While spending the last days in Kiev, the feeling that we have stayed in the city for too long, never really left me. It was time to move on. I think it is kind of tricky with cities, if you stay in one place for a long time you start to become lazy, you get used to the comfort which cities offer and as a result, you end up spending too much time and money. Of course we also did something useful in Kiev, if “filming” a short hyperlapse video can be regarded as something useful (https://www.youtube.com/watch?v=mc9RkejUOig). One way or the other, on 8th October we finally got back on the road.

Crimean red sparkling wine. We tasted it on the last evening in Kiev, but unfortunately it was not tasty.
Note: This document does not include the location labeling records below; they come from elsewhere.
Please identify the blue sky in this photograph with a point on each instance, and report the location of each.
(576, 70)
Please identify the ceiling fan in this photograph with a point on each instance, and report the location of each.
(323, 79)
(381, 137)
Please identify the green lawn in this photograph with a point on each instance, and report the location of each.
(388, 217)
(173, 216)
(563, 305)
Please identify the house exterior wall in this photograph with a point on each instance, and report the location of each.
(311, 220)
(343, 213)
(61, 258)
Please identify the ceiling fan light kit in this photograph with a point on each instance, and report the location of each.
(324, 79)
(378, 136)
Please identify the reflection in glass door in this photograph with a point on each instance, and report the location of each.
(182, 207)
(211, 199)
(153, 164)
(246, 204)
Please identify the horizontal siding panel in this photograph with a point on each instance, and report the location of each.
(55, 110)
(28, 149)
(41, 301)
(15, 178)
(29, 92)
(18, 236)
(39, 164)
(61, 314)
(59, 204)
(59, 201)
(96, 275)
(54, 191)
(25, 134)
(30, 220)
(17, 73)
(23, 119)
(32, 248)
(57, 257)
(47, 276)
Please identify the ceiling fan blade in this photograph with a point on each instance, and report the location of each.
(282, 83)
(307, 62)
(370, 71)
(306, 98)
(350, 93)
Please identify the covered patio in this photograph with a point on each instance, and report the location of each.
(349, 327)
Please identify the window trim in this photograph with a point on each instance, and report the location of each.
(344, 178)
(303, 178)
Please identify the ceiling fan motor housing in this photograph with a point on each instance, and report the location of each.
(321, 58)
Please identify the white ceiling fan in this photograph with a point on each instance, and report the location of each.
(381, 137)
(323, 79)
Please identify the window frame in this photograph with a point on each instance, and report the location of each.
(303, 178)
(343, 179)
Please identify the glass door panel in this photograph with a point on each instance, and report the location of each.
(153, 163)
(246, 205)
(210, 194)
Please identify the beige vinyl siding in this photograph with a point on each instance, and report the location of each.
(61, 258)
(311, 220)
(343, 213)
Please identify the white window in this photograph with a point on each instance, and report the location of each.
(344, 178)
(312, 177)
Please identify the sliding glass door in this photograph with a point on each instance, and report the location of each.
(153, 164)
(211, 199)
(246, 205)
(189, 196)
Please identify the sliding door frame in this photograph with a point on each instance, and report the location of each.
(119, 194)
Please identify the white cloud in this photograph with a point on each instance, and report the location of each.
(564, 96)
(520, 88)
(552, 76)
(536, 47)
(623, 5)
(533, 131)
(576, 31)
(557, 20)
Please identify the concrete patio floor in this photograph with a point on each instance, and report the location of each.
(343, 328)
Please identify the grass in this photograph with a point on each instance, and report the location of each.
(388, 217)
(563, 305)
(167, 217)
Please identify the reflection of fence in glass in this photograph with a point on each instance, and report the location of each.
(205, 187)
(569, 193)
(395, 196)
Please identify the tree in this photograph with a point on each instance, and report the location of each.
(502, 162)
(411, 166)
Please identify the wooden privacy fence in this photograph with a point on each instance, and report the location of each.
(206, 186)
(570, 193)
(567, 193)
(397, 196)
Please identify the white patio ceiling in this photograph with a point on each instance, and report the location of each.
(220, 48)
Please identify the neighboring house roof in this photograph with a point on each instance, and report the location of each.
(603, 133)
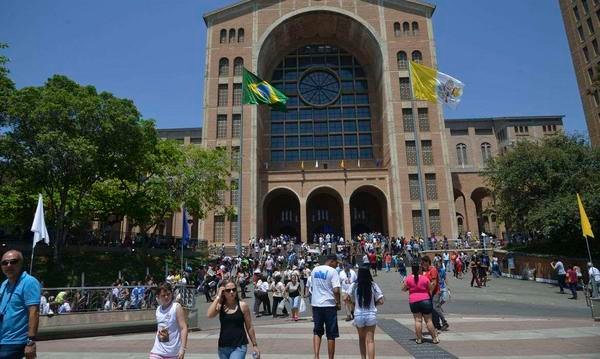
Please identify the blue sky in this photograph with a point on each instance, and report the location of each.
(512, 55)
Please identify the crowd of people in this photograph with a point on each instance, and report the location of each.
(286, 278)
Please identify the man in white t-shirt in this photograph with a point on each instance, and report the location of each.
(594, 274)
(347, 277)
(559, 267)
(325, 302)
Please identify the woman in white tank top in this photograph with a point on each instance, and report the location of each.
(171, 336)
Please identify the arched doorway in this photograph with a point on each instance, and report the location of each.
(324, 213)
(282, 213)
(368, 211)
(484, 207)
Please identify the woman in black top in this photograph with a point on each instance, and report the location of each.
(236, 323)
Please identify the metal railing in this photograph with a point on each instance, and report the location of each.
(107, 299)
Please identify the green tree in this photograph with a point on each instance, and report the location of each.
(535, 183)
(62, 139)
(7, 86)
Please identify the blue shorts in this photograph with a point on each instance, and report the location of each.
(296, 302)
(367, 319)
(233, 352)
(325, 316)
(423, 307)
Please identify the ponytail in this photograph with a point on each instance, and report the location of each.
(415, 269)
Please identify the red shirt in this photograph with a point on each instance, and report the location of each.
(432, 274)
(572, 274)
(372, 257)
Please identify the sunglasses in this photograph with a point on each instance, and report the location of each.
(10, 261)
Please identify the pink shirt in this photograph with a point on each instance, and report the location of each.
(419, 291)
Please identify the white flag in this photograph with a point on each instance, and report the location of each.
(39, 225)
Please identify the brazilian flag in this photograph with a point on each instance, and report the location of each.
(257, 91)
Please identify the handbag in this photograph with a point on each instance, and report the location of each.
(302, 305)
(281, 304)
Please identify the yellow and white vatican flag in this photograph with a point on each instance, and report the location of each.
(429, 84)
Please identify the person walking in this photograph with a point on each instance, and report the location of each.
(347, 277)
(278, 289)
(475, 267)
(292, 290)
(559, 267)
(439, 322)
(441, 298)
(171, 337)
(366, 295)
(263, 295)
(572, 281)
(419, 288)
(20, 296)
(373, 261)
(594, 279)
(325, 302)
(236, 323)
(387, 261)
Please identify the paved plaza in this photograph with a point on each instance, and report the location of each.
(508, 319)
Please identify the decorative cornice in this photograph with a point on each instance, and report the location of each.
(238, 8)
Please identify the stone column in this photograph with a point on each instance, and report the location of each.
(471, 216)
(347, 221)
(303, 221)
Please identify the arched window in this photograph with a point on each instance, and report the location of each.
(415, 28)
(461, 154)
(417, 56)
(223, 67)
(397, 30)
(402, 60)
(486, 152)
(238, 65)
(405, 28)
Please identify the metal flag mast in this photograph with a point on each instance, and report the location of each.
(239, 184)
(420, 175)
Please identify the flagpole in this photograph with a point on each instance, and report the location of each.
(33, 250)
(420, 174)
(239, 189)
(587, 243)
(182, 235)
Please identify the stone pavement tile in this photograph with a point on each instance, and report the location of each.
(507, 324)
(483, 348)
(67, 355)
(499, 335)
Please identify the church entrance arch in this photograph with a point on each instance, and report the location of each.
(325, 213)
(368, 211)
(282, 213)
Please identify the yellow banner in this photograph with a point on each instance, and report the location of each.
(585, 222)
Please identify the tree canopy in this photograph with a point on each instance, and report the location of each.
(94, 158)
(535, 186)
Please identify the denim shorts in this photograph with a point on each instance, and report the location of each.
(325, 316)
(365, 319)
(233, 352)
(296, 302)
(423, 307)
(12, 351)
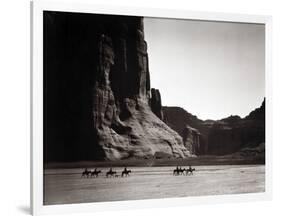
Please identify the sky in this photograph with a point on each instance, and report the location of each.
(211, 69)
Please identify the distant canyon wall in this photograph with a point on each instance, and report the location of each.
(225, 136)
(97, 91)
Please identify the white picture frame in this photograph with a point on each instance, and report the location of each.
(37, 8)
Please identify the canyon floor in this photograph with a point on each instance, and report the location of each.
(65, 186)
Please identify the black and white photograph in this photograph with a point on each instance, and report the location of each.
(138, 108)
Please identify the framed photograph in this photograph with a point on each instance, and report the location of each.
(140, 107)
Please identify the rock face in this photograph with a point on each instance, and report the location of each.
(105, 64)
(192, 130)
(220, 137)
(156, 104)
(192, 139)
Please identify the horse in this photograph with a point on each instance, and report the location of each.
(85, 173)
(126, 173)
(95, 173)
(111, 173)
(190, 170)
(178, 171)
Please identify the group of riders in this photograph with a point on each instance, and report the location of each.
(125, 173)
(88, 173)
(180, 171)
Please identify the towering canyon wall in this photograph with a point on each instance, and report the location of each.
(225, 136)
(99, 106)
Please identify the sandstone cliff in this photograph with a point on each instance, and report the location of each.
(98, 91)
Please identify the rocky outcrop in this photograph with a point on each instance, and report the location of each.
(192, 130)
(104, 77)
(156, 104)
(192, 139)
(225, 136)
(234, 133)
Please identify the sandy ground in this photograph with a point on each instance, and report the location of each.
(66, 185)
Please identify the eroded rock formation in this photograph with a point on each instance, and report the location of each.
(99, 96)
(125, 124)
(192, 139)
(221, 137)
(156, 103)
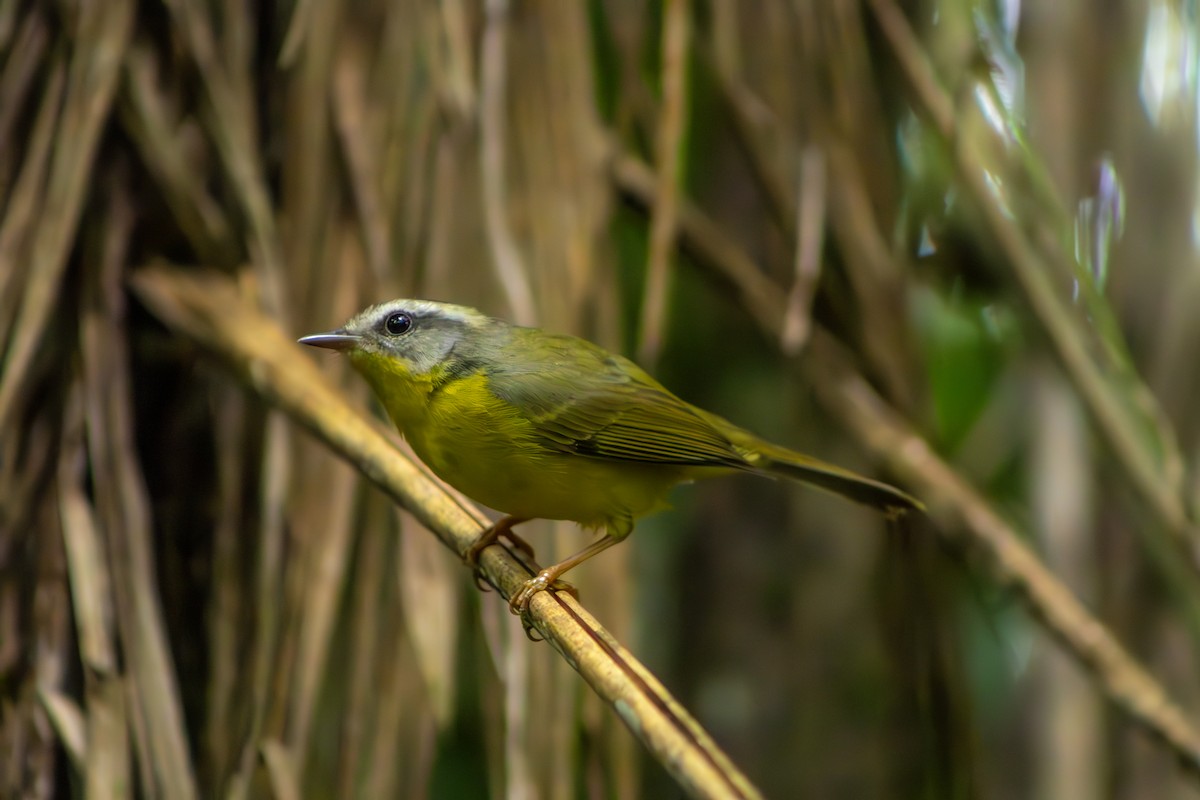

In the morning we packed our panniers and, together with our host Roman, drove to the central train station. The plan was to get from Kiev to the Moldavian (Transnestrian) border (to the city Kotovsk) using Ukrainian train network and then to jump on our cycles and pedal to Chisinau. I can almost hear people asking me “How can you call yourself bicycle tourist, if you are travelling with trains all the time?” I can almost hear myself answering this imaginary question “Firstly, to travel by trains in Ukraine is even cheaper that to travel by bicycles. Secondly, these trains are almost like social clubs where you get to know a lot about people travelling with you. Thirdly, it is a lot faster to travel by train and as we have to be in Crimea on 1st November, train is our only option to see more.” Actually, this was neither the first, nor the last time, when I had similar discussions with myself.